Modell 8K FD (Herstellerbezeichnung 8K, auch als 8K Carp gelistet)
EAN 4718947028334
Bauart Big-Pit-Weitwurfrolle mit Frontbremse
Lager 5 Kugellager + 1 Rollenlager
Übersetzung 4,7:1
Schnureinzug 108 cm pro Kurbelumdrehung
Max.
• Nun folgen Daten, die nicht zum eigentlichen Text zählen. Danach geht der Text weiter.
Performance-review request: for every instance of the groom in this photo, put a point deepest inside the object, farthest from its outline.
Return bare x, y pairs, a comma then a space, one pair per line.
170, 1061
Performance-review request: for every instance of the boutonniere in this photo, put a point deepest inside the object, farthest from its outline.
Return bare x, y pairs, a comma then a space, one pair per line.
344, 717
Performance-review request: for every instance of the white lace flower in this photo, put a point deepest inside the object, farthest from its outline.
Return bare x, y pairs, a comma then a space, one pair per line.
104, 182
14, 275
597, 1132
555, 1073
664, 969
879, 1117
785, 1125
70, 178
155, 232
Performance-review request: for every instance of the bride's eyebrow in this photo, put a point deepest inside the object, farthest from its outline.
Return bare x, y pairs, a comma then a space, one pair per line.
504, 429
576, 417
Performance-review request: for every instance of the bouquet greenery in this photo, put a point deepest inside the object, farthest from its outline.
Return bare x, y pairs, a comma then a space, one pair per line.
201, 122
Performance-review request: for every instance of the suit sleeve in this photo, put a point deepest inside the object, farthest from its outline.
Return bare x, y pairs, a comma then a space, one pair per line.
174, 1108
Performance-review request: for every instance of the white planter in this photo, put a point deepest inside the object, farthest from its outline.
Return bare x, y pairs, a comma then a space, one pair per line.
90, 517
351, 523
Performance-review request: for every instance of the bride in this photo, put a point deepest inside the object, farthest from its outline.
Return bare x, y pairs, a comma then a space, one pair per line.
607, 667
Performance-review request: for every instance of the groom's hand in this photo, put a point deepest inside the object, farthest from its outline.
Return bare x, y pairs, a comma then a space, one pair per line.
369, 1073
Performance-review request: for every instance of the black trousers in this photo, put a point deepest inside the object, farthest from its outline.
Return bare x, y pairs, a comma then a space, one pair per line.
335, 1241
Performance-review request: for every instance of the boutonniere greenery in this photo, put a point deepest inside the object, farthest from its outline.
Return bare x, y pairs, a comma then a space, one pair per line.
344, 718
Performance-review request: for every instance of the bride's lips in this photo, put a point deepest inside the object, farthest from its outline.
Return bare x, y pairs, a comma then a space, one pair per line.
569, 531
Bremskraft 18,0 kg
Schnurfassung 620 m / 0,33 mm · 550 m / 0,35 mm · 470 m / 0,38 mm
Gewicht 743 g laut Okuma (Händler nennen 750 g)
Spulenhub 45 mm (Super Long Stroke)
Bremssystem Multi-Disc-Frontbremse mit geölten Filzscheiben und Carbon-Unterlegscheiben
Bremsverstellung Fast Drag System (kurzer Verstellweg)
Bremsabdichtung Hydro Block, wasserdichte Bremsdichtung
Rücklaufsperre Quick-Set-Rollenlager, stufenlos
Getriebe Precision Worm Shaft, präzisionsgefrästes Messingritzel
Schnurverlegung Slow Oscillation System
Rotor CFR (Cyclonic Flow Rotor) mit Rotor-Bremssystem
Spule bearbeitete Aluminiumspule
Schnurclips zwei Schnurclips aus Edelstahl
Kurbel Präzisions-Zinkkurbelarm mit Holzknauf
Gehäuse korrosionsbeständiges Graphit
Ersatzspule nicht im Lieferumfang, als Zubehör erhältlich

Angaben laut Hersteller-Datenblatt und Händlerlistung, Abweichungen sind in der Tabelle vermerkt.

Unsere Einordnung

Das spricht dafür

  • 18 kg maximale Bremskraft sind der höchste Wert im Vergleichsfeld, die Bremse arbeitet dadurch im Fischeinsatz weit unterhalb ihrer Grenze
  • 550 m in 0,35 mm sind fast doppelt so viel wie bei den meisten Big-Pit-Rollen dieser Preisklasse
  • Die Hydro-Block-Dichtung hält Wasser aus dem Bremspaket, ein selten verbautes Detail bei rund 100 €
  • 108 cm Einzug pro Kurbelumdrehung: eine Montage aus 100 m ist in rund 93 Umdrehungen zurück
  • Das Worm-Shaft-Getriebe mit Slow Oscillation legt die Schnur sehr gleichmäßig ab, was auf einer Long-Stroke-Spule direkt Wurfweite bedeutet
  • Zwei Edelstahl-Schnurclips statt einem, du kannst zwei Distanzen gleichzeitig markieren

Das spricht dagegen

  • 743 g machen sie zur schwersten Rolle im Vergleichsfeld, 143 g mehr als die Daiwa Crosscast 5000C
  • Kein Freilauf: für den klassischen Ansitz brauchst du einen Bissanzeiger oder eine weich gestellte Bremse
  • Der Zinkkurbelarm ist schwerer als eine gefräste Aluminiumkurbel und trägt zum Gesamtgewicht bei
  • Okuma weist 743 g aus, mehrere Händler nennen 750 g; die Differenz bleibt unerklärt
  • Eine Ersatzspule liegt nicht bei, sie muss separat gekauft werden

Bewertung im Detail

Bremse 4,5
Ausstattung 3,5
Wurfweite & Spule 4,5
Preis-Leistung 4,5

Gesamtnote (Mittelwert der Teilnoten): 4,3 / 5

Die Okuma 8K FD ist die Rolle, die in Datenblatt-Vergleichen regelmäßig irritiert: 18 Kilogramm Bremskraft, 550 Meter Schnurfassung in 0,35 Millimeter und 108 Zentimeter Einzug pro Kurbelumdrehung, zu einem Handelspreis ab 99,75 €. Rollen mit diesen Werten kosten sonst das Doppelte. Diese Rezension ordnet ein, wo Okuma das Geld hereinholt, was die Hydro-Block-Dichtung praktisch leistet und warum 743 Gramm die zentrale Gegenrechnung sind. Grundlage sind die Okuma-Datenblätter, Händlerdaten und der Vergleich mit den Wettbewerbern derselben Preisklasse.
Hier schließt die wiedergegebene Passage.